Saturday, February 03, 2007

His Purpose is Forgiveness


There was only 1 response to the first Mom's' Coffee Break meeting scheduled for Thursday, February 1st. It was from DearFriend Deb who called to let me know she couldn't make the first meeting. Aside from DearDeb's voicemail, there was no other response.

I was disappointed, but rather than stay disappointed, I did call another DearFriend over for lunch. It was nice having that one on one opportunity to just be transparent with one another. We shared our challenges about juggling the role of being a mom and a wife. It was very encouraging to hear that I am not the only one struggling.

There was no dominant theme to our conversation, but one subject we talked about was the difficulty of always reacting the right way when we are already frustrated and the guilt we feel afterwards when we have done wrong, both to our children and to our husbands. We identified the problem, but we really didn't come to a biblical conclusion.

Later that evening, I had some time to browse the internet and I went into a bookmarked blog, A Gracious Home. Then, tonight I read from Professionalizing Motherhood by Jill Savage. Following are excerpts that is helping me work through this issue of "guilt":
I was blessed by these verses in my reading today:

Then Job answered the LORD and said: “I know that You can do everything. And that no purpose of Yours can be withheld from You.”Job 42:1-2

I know God CAN do everything, but that He doesn’t choose to do everything the way I think He should. Such a simple concept, but one I find I must learn in new ways over and over again. At times over the recent months I’ve been sorely tempted to think that God has failed us and that He hasn’t come through. I am still struggling to understand why He has allowed some things to unfold in our lives the way that they have when He could so easily have made things turn out differently. But as Job said, no purpose of God can be withheld from Him. If things have not gone in a way that makes sense humanly speaking, there must be a greater purpose behind God’s actions. Such a basic lesson I’ve learned time and time again, but one I face yet again as God trusts me with harder and greater trials.

From Professionalizing Motherhood:
[Earlier] I shared with you that I have often reflected on my life as a mother these last 13 years and have many times been disappointed with myself. I haven't always been loving, forgiving, caring, or selfless. Sadly, many times I have been just the opposite.
In those times, I remember feeling like the worst mother on the face of the planet. I would go to sleep at night on a tear-stained pillow, regretting my decisions. Regretting when I raised my voice, when I said no too frequently, when I did what I wanted to do instead of playing ball or watching them ride their bikes when they asked me to.

I would become lost in my grief to the point that I would continue to make wrong choices because I believed the lie that I was a bad mother. Have any of you been there?

...Jesus came to give us freedom from negative guilt. it its place He gives us hope, newness, and freedom! He believes in you and He believes in me! And He can certainly empower us to make good choices! And all the while, He stands right by us.

From these two excerpts, I recognized again that everything is purposed by God, even the wrong decisions that I make.
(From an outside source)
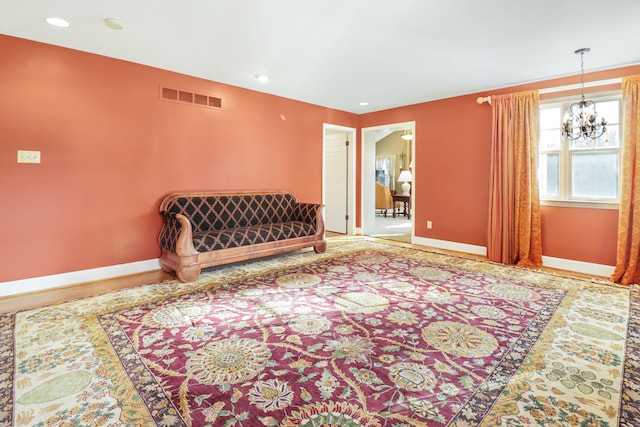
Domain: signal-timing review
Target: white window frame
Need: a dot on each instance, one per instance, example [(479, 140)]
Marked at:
[(564, 197)]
The purpose in allowing me to make those wrong decisions is not to remind me again that I am a sinner because I already know that. The purpose in allowing me to make those wrong decisions is to remind me again that though I am a sinner I am also forgiven by God's grace because HE loves me and though I AM weak, HE is strong and HE can help me.

Therefore, when I have reacted in a way that is not pleasing to God, rather than fall into the guilt that I am a bad mother or wife, I must continue to remember the cross and the forgiveness Christ gives, remember that I am no longer bonded to sin, and that I do have the power by the Holy Spirit to do what is pleasing to God. I must get up from the fall and press on to the goal of godliness.